The Irish government’s decision to reverse the increase in the state pension age from 66 to 67, effective 1 January 2021, has firmly put the topic of retirement planning back on the agenda. The Irish government had come under pressure from various sources to review the planned increase in the state pension age and have opted to establish a pensions commission. The government will consider the commission’s report “in due course.”


The state pension needs to adapt to a future in which one in five young professionals may live to be 100, and where there will ultimately be only two workers to support each of them in retirement. The Irish state pension, payable from age 66, is EUR 12,911.60, which is well below the average Irish industrial wage. Private pension funding is vital to supplement the state benefit. The government recognizes the need for private pension funding and there have been many initiatives through the years, which started with the establishment of the Pensions Authority. The Pensions Authority is a statutory body set up under the Pensions Act, 1990, to supervise compliance with the Pensions Act by trustees of occupational pension plans and Personal Retirement Savings Account (PRSA) providers.

Occupational pension plans

Occupational pension plans, offered by employers as a traditional means of retirement savings, generally include employer and employee contributions and are offered either as:

  1. Defined benefit: Salary and service calculation used to determine retirement benefits
  2. Defined contribution: Retirement fund dependent on contributions plus investment return less charges

Personal Retirement Savings accounts (PRSA)

Established in 2002 by the Irish government, a PRSA is a retirement savings mechanism option that must be offered to employees by an employer who does not provide an occupational pension plan. Neither contributions by the employer nor employee are required. This remains the only requirement for employers to date.

Despite the initiatives, only half of all private sector workers are currently contributing to an occupational or private pension.


“Irish occupational pensions are about to undergo the most significant changes in at least a generation”

 – Pensions Authority, 12 August 2020

Institutions for Occupational Retirement Provision, or IORP II, is an EU Directive first published in December 2016 that is expected to be transposed into Irish law by 31 December 2020. The overall goals of IORP II are to greatly enhance scheme governance and the consumer protection of pensioners, members and future members. It aims to achieve this through a range of new requirements concerning governance, management standards in schemes, safekeeping of assets and the need for clear and relevant information to members. It also provides for greater supervisory powers for the effective oversight of occupational pensions. The operating cost of operating an occupational pension plan may increase for the employer due to enhanced standards and governance.

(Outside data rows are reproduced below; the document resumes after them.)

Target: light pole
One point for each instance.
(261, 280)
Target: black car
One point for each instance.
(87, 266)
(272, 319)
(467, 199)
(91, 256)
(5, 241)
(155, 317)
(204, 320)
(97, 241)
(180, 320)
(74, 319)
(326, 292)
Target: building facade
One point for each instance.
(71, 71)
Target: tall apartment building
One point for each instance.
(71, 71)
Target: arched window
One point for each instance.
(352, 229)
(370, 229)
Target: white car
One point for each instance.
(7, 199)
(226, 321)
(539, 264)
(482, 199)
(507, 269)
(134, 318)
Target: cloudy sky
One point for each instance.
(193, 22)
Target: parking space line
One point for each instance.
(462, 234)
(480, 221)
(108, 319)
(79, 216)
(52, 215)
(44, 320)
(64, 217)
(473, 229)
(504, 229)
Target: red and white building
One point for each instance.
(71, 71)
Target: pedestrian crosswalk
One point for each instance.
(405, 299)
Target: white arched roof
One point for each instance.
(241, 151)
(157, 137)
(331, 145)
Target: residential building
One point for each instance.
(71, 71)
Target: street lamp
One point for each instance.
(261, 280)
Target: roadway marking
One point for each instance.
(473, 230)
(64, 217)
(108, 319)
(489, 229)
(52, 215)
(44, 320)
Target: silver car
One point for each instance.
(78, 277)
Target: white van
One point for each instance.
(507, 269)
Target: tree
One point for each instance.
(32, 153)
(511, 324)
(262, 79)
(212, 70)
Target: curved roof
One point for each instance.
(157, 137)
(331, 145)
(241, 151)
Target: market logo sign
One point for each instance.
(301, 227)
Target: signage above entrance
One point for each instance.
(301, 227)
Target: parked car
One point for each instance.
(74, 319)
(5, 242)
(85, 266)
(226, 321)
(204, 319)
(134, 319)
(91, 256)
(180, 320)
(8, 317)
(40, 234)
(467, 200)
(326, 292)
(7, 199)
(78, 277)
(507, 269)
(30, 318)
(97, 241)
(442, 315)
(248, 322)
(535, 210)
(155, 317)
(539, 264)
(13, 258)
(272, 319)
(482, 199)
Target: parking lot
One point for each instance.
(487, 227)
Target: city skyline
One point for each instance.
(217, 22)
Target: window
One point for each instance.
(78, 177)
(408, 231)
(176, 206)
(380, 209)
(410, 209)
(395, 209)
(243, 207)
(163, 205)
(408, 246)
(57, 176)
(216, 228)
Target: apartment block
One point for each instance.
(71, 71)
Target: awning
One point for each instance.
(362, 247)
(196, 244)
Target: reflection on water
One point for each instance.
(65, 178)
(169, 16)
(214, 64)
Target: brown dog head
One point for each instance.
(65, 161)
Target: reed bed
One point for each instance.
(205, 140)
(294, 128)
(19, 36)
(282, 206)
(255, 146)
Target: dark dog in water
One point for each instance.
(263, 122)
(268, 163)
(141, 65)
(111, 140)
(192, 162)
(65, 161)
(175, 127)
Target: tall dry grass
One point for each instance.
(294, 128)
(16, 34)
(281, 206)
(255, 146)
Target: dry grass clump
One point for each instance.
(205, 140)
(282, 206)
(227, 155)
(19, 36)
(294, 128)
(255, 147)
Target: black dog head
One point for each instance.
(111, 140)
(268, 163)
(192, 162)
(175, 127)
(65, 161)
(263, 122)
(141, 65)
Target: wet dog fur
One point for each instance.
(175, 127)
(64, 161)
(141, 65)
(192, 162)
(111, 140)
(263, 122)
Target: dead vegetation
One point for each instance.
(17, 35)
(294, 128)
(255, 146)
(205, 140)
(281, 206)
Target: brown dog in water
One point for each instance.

Proposed mandatory automatic enrollment

The Irish government has again reiterated its commitment to introduce an automatic enrollment scheme. Under the proposed system, current and new employees aged 23 to 60 who are not already paying into a private pension will be automatically enrolled in a pension scheme where their earnings exceed EUR 20,000 per annum, with no waiting period. Those in that age category earning below EUR 20,000 per annum will have the option to join voluntarily.


Contributions into the system will be made by both workers and employers and the state will top-up contributions. The minimum employee contribution rate is 1.5% of gross earnings with a 1.5% increase every three years until it reaches 6% of gross earnings. Employers will be required to match employee contributions capped at an earning threshold of EUR 75,000.

Opt-out policies

Employees will be able to opt out after a six-month window starting at the beginning of the seventh month until the end of the eighth month. Additional opt-out windows would be available six months after each contribution increase. If members decide to opt out, they will be automatically re-enrolled after three years with new opt-out windows. Refund of personal contributions paid during the opt-out window will be paid to members who opt out.

Employees who change jobs will have their contributions fund transferred to their new employer. Fund management charges will be capped at 0.5% of the funds available. Workers with preexisting personal or occupational pension arrangements will be able to retain those arrangements. In addition, a Central Processing Authority (CPA) will be established to approve providers and collect and distribute contributions.

The auto-enrollment scheme has been earmarked for 2022, but the pension industry believes this to be ambitious and implementation is not expected until 2025 at the earliest. Some concerns exist such as:

  • Determining the state contribution rate
  • Determining contribution level adequacy
  • Reviewing the status of death benefits within this structure
  • Defining the operations of the Central Processing Authority (CPA)
  • Determining and setting minimum standards imposed on existing schemes

In this ever-changing pension landscape combined with increasing requests to work beyond normal retirement age, the onus is on all stakeholders to promote higher levels of pension benefit adequacy; to offer employees access to higher quality pension and investment solutions, enhanced support, education and flexibility both before and at retirement age; and to enable those employees to make sound decisions that support their evolving retirement needs. Employers, trustees and members who start planning now will be well-placed to navigate confidently through this changing environment.